Viscoelastically guided coagulation factor concentrate-based algorithms for the treatment of trauma-induced coagulopathy include the administration of prothrombin complex concentrates (PCCs). However, the exact role of PCC preparations in this context is a matter of debate. Particularly, the ideal diagnostic trigger for their administration and potential differences between heparin-containing and heparin-free preparations remain unclear. We investigated the hypothesis that 2 different PCCs might have distinct influences on in vitro blood coagulation.
We conducted a direct comparison of 2 commercially available PCC preparations (the heparin-containing Beriplex P/N and the heparin-free Cofact) in an in vitro hemodilution model. Sole fibrinogen substitution served as the control group. To characterize the hemostatic changes, we utilized conventional coagulation tests, a thrombin generation assay (TGA), and 2 different viscoelastic hemostatic assays (VHAs; ROTEM delta and ClotPro).
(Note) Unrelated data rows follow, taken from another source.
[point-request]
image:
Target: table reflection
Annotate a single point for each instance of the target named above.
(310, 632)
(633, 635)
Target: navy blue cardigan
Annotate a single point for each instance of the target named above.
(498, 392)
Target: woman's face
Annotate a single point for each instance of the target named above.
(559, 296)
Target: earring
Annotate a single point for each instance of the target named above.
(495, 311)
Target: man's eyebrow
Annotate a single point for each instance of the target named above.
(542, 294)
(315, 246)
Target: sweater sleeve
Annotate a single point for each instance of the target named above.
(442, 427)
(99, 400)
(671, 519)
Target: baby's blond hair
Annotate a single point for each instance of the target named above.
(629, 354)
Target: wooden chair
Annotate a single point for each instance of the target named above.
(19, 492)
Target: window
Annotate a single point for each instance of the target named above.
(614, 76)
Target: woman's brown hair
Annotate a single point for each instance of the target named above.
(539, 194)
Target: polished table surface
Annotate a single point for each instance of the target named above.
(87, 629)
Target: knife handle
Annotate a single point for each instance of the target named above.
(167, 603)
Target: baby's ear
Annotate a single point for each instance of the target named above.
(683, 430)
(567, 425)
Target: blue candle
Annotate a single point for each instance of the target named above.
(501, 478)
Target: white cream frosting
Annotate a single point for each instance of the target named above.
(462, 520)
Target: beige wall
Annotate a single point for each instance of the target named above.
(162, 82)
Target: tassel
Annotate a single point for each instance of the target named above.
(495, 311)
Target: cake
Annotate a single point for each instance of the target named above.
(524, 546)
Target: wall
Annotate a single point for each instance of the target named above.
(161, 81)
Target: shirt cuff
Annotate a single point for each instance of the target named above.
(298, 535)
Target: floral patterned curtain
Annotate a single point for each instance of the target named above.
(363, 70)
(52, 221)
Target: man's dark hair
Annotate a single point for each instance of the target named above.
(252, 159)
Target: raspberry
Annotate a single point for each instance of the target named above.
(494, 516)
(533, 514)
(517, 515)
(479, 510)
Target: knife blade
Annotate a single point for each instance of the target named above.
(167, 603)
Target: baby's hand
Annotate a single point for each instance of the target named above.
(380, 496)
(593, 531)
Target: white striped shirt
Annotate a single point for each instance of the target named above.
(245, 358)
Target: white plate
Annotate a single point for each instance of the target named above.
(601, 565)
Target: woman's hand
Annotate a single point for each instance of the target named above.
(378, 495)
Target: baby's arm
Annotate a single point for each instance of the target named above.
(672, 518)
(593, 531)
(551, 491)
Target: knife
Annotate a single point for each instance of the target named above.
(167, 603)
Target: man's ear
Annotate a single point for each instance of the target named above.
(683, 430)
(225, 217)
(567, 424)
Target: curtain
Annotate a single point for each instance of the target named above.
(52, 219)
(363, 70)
Irrespective of the diagnostic assay used, no significant differences between the 2 PCC groups were observed. Fibrinogen levels remained stable from the baseline throughout every dilution level. The control group already showed an increased endogenous thrombin potential (ETP; nM·L−1·min−1) at all dilution levels compared to baseline (baseline, 2829.4 (432.8); 40% dilution, 4211.7 (391.6); 60% dilution, 4290.9 (300.8); 80% dilution, 3861.4 (303.5); all P < .001). Spiking with both PCC preparations led to a further-pronounced thrombin elevation in comparison to the control group (ETP at 40% dilution, PCC1: 4913.3 [370.2], PCC2: 4988.1 [265.7]; 60% dilution, PCC1: 5174.5 [234.7], PCC2: 5390.4 [334.9]; 80% dilution, PCC1: 5253.8 [357.9], PCC2: 5392.6 [313.4]; all P < .001). Conventional coagulation tests did not mirror the TGA results. Despite increased thrombin generation, prothrombin time was significantly prolonged at all dilution levels for the control group, and both PCC groups exhibited significant prolongations at the 60% and 80% dilution levels (all P < .001) compared to baseline. Similarly, VHA did not depict the thrombin elevation. Furthermore, descriptive analyses revealed relevant differences between the 2 VHA devices, particularly at baseline.
Both PCC preparations (ie, irrespective of heparin content) induced significant elevation of thrombin generation, which was not depicted by conventional coagulation tests or VHA. Our in vitro results suggest that diagnostic assays routinely used to guide PCC administration might not adequately reflect thrombin generation in bleeding patients.